HDP şerhinde getirilen teklifin “ekonomik krizinin itiraf belgesi” olduğu belirtilerek şöyle denildi:
“Açıktır ki AKP, panik halindedir. Tamtakır olan kasayı bir biçimde doldurmak için çabalamaktadır. Bu panik havası içerisinde de her kaynağa adeta saldırmaktadır. Ülkeyi yönetenler tabiri caizse sinekten yağ çıkarmaya çalışacak kadar çaresiz durumdadır. O denli ki, yıllardır uygulanan yanlış siyasetlerin bizleri getirdiği ibretlik nokta, işi Merkez Bankası’nın kefen parasına el uzatmaya dahi götürmüştür. Zira delik giderek büyümektedir, yama ise her geçen gün daha da küçük kalmaktadır. 2019 merkezi idare bütçe açığının yaklaşık yüzde 80’i yılın birinci beş ayında gerçekleşti! Bu kanun teklifi de makus gidişe deva olmak şöyle dursun, günü kurtarmaya yetmeyecektir.”
“İhtiyat akçesine el konulması enflasyonu yükseltir”
Merkez Bankası’nın gereksinim akçesine dair düzenlemenin Türkiye’nin yakın geleceği açısından felaket tesiri yaratacak nitelikte olduğunu savunan HDP şerhinde, “Merkez Bankası gereksinim akçesi, bir ülkenin sıkıntı günler için ayırdığı birikimdir. Kamuoyunda sıkça yapılan benzetmeyle “kefen parası”dır. AKP’nin bu teklifin yasallaşması sonucunda muhtaçlık akçesine el koyması, para basmasından farksız olacaktır. Bunun manası enflasyonun yükselişe geçmesi ve işçilerin mutfağındaki yangına akaryakıt dökmektir” denildi.

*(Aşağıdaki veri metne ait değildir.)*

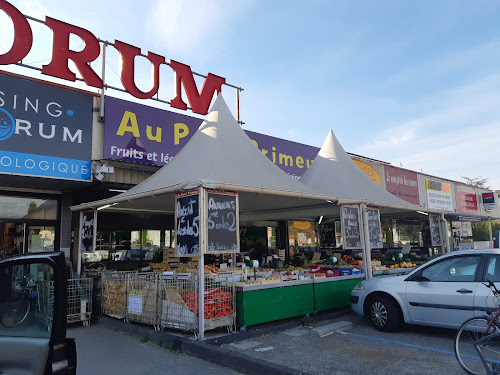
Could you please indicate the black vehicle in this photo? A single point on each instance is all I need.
(33, 316)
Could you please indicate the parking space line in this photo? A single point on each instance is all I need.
(400, 343)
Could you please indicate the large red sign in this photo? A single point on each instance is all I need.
(401, 183)
(466, 197)
(62, 54)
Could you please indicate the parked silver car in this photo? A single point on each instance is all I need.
(443, 292)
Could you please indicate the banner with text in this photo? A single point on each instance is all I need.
(439, 195)
(44, 130)
(466, 197)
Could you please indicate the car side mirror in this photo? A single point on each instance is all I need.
(417, 276)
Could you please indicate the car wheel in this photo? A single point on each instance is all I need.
(384, 313)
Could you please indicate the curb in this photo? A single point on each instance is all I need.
(212, 351)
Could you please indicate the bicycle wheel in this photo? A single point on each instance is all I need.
(467, 355)
(16, 315)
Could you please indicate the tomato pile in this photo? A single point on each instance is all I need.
(218, 303)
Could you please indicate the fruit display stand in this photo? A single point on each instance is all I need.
(334, 292)
(260, 303)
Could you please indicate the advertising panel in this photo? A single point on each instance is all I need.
(44, 130)
(369, 171)
(489, 200)
(187, 219)
(403, 184)
(374, 229)
(439, 195)
(140, 134)
(222, 222)
(435, 233)
(350, 227)
(466, 197)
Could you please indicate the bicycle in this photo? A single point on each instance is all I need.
(20, 310)
(477, 343)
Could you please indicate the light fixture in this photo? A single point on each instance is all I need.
(105, 206)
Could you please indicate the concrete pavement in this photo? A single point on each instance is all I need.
(290, 347)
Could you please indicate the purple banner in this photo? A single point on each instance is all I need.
(292, 157)
(140, 134)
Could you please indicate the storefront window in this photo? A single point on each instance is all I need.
(41, 239)
(27, 208)
(302, 237)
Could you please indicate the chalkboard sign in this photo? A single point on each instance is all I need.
(434, 229)
(88, 232)
(327, 235)
(374, 228)
(350, 227)
(187, 219)
(222, 222)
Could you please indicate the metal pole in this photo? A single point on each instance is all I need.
(203, 244)
(103, 77)
(445, 235)
(238, 105)
(79, 253)
(94, 233)
(366, 242)
(491, 232)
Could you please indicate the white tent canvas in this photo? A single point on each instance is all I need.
(333, 172)
(220, 156)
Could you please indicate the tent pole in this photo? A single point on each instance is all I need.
(491, 232)
(445, 235)
(79, 253)
(201, 264)
(366, 243)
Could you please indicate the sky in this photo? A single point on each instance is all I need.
(413, 83)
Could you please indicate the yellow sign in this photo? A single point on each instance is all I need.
(369, 171)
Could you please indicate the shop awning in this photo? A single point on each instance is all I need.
(219, 156)
(469, 218)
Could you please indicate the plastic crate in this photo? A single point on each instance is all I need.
(345, 271)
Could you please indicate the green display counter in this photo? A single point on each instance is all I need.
(257, 304)
(265, 303)
(334, 292)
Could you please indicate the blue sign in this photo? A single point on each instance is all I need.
(44, 130)
(48, 166)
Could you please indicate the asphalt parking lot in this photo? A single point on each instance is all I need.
(357, 350)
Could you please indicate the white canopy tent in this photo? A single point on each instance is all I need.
(218, 156)
(334, 172)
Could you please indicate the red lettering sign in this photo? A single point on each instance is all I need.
(199, 102)
(62, 54)
(23, 36)
(466, 197)
(128, 54)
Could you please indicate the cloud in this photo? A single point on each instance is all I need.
(187, 27)
(456, 139)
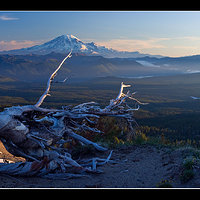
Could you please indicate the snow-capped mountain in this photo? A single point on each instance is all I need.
(66, 43)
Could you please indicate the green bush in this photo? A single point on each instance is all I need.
(187, 175)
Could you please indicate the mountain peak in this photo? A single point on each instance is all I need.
(66, 43)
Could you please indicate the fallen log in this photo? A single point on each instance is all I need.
(39, 134)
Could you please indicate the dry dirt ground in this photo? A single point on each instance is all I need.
(141, 166)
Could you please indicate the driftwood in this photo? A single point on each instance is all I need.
(40, 135)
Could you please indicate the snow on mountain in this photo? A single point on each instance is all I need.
(66, 43)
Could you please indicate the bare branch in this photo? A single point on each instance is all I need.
(46, 93)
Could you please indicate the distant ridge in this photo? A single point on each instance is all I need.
(66, 43)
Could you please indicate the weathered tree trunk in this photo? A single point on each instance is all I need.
(39, 134)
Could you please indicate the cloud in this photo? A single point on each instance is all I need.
(6, 18)
(13, 44)
(134, 44)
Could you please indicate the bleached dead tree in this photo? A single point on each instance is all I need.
(40, 135)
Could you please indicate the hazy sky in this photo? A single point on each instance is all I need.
(167, 33)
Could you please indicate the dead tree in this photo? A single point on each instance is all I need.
(40, 135)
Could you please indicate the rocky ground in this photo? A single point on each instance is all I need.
(140, 166)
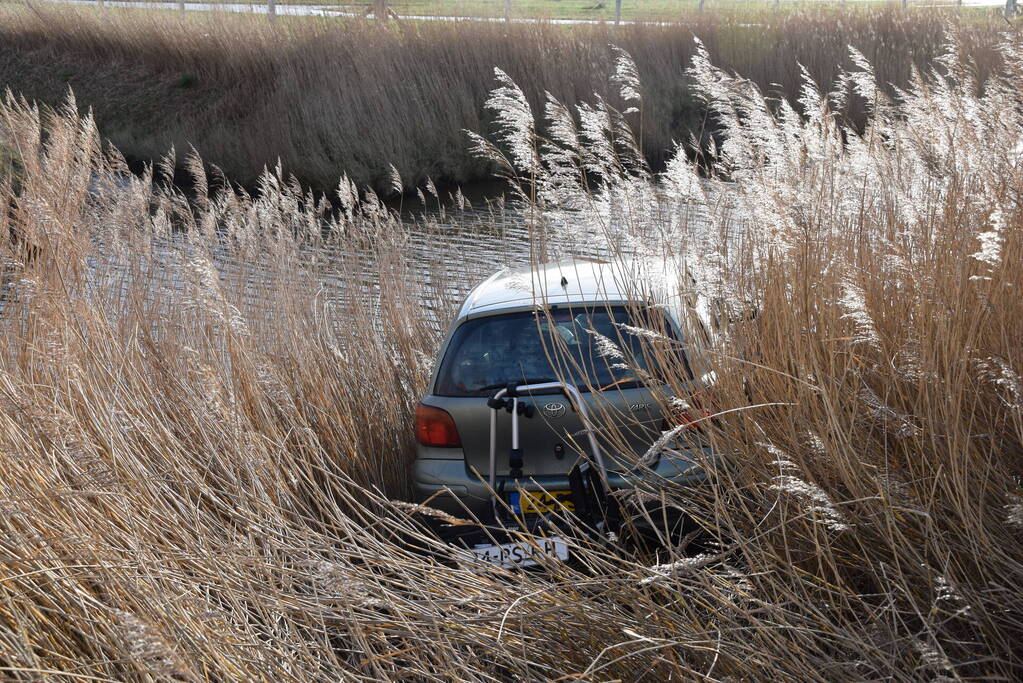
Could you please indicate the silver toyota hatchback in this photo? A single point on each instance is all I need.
(611, 332)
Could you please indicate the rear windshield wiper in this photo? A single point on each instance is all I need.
(531, 380)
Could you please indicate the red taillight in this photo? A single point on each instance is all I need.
(435, 427)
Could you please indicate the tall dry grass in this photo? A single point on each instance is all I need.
(331, 96)
(206, 401)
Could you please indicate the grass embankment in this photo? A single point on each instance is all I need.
(191, 425)
(328, 96)
(595, 10)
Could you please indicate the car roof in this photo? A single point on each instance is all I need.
(572, 281)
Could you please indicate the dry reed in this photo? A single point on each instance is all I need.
(330, 96)
(205, 407)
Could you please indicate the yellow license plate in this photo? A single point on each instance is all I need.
(541, 502)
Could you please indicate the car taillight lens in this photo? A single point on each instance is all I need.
(435, 427)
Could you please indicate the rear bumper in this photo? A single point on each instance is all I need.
(452, 488)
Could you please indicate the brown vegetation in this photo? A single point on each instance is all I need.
(205, 409)
(330, 96)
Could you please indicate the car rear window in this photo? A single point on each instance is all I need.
(590, 347)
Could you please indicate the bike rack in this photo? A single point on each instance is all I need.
(500, 400)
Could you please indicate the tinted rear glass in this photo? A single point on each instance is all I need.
(598, 348)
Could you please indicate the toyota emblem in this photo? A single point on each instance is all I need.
(553, 409)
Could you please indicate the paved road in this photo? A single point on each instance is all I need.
(335, 10)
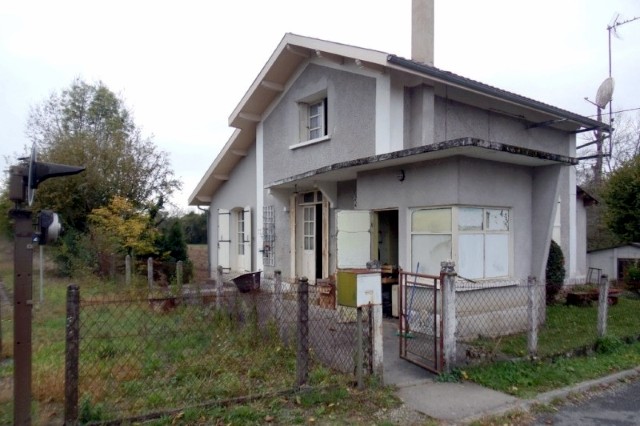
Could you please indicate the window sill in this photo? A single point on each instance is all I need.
(310, 142)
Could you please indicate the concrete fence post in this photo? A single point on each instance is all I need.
(533, 309)
(219, 285)
(603, 305)
(150, 272)
(179, 270)
(377, 344)
(112, 266)
(127, 269)
(302, 359)
(72, 356)
(277, 288)
(448, 285)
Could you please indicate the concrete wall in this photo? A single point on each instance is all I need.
(351, 122)
(238, 192)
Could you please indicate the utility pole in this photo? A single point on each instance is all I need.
(23, 181)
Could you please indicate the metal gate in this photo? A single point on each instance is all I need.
(420, 328)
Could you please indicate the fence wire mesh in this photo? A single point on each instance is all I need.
(487, 312)
(146, 354)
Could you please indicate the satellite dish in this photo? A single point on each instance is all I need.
(31, 190)
(605, 92)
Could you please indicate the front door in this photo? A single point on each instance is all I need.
(308, 259)
(311, 212)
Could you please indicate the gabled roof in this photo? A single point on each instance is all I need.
(294, 50)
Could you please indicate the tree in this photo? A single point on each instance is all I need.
(622, 197)
(121, 228)
(88, 125)
(195, 227)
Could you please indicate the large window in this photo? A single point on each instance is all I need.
(477, 238)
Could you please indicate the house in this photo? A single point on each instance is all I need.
(342, 155)
(614, 261)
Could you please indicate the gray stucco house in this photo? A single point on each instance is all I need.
(435, 165)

“Kriz derinleşerek devam ediyor”
35 Unsur içerisinde bayanların, işçilerin, personellerin, çiftçilerin, gençlerin, işsizlerin faydasına bir tane düzenleme olmadığına dikkat çekilen şerhte şu tabirler yer aldı:
“AKP, kendi yarattığı derin ekonomik krizin çıkış yolunun işverenlerin elini tutmaktan geçtiğini zannetmektedir. Şimdiye kadar çıkarılan pek çok kanunda tabiri caizse işverenlere bir tek masaj yapılmadığı kalmıştır. Lakin tüm taraflarıyla kriz derinleşerek devam etmektedir. Bu kanun teklifinde de yanlışta ısrar edilmektedir. Özcesi, kanun teklifinin niteliği, kendi geleceğinden diğer hiçbir şeyi düşünmeyen, ülke kaynaklarının üzerine oturmuş, dar oligark bir kümenin göz nazaran Türkiye’yi bataklığa sürüklemeye devam edeceğinden öteki bir mana söz etmemektedir.”

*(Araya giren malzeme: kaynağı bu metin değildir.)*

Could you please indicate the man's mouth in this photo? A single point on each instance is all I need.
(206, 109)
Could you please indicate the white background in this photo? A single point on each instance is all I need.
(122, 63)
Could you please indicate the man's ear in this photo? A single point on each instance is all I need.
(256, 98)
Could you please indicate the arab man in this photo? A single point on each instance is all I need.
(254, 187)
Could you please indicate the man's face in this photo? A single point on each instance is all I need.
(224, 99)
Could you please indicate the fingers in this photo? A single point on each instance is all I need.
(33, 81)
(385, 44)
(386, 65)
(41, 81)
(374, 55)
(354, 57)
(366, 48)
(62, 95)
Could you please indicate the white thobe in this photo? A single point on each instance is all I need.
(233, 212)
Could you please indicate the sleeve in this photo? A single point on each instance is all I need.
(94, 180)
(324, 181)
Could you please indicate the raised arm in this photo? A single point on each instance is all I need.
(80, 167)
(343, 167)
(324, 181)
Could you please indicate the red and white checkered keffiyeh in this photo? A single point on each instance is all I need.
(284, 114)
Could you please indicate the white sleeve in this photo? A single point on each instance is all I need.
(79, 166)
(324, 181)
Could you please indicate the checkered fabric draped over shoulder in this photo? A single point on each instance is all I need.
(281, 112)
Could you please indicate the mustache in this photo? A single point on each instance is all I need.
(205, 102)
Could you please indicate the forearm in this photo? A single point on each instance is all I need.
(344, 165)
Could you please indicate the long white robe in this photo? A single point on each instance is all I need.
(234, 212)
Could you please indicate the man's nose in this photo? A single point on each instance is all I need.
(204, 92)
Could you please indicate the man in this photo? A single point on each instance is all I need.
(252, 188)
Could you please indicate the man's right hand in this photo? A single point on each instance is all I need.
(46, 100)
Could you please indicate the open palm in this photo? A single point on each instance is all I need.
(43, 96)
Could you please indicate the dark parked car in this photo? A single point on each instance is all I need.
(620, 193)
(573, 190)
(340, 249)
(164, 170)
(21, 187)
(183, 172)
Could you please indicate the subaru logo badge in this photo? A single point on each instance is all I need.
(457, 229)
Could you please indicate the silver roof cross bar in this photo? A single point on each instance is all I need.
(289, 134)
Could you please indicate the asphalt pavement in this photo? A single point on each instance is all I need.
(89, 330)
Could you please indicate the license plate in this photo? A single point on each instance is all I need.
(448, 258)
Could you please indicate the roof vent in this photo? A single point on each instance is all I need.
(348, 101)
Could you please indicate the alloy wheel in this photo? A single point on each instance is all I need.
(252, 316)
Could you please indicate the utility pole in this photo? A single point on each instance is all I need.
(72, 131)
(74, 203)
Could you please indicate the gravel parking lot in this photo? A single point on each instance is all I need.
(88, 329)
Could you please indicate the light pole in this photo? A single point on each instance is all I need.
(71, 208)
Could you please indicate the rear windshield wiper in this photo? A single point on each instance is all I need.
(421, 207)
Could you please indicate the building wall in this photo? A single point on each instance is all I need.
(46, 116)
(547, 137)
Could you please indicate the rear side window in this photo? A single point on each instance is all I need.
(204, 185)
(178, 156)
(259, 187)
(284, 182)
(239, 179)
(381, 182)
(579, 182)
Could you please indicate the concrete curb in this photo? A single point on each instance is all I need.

HDP şerhinde Varlık Barışı’nın 6 ay uzatılması teklifi, “yoksuldan vergi alırım, zengine vergi kaçırması için 6 ay mühlet veririm” olarak değerlendirildi.
Meclis Plan ve Bütçe Komisyonu’nda oy çokluğuyla kabul edilen teklif 35 unsurluk teklif bu hafta Meclis Genel Kurulu’nda görüşülerek yasalaşacak.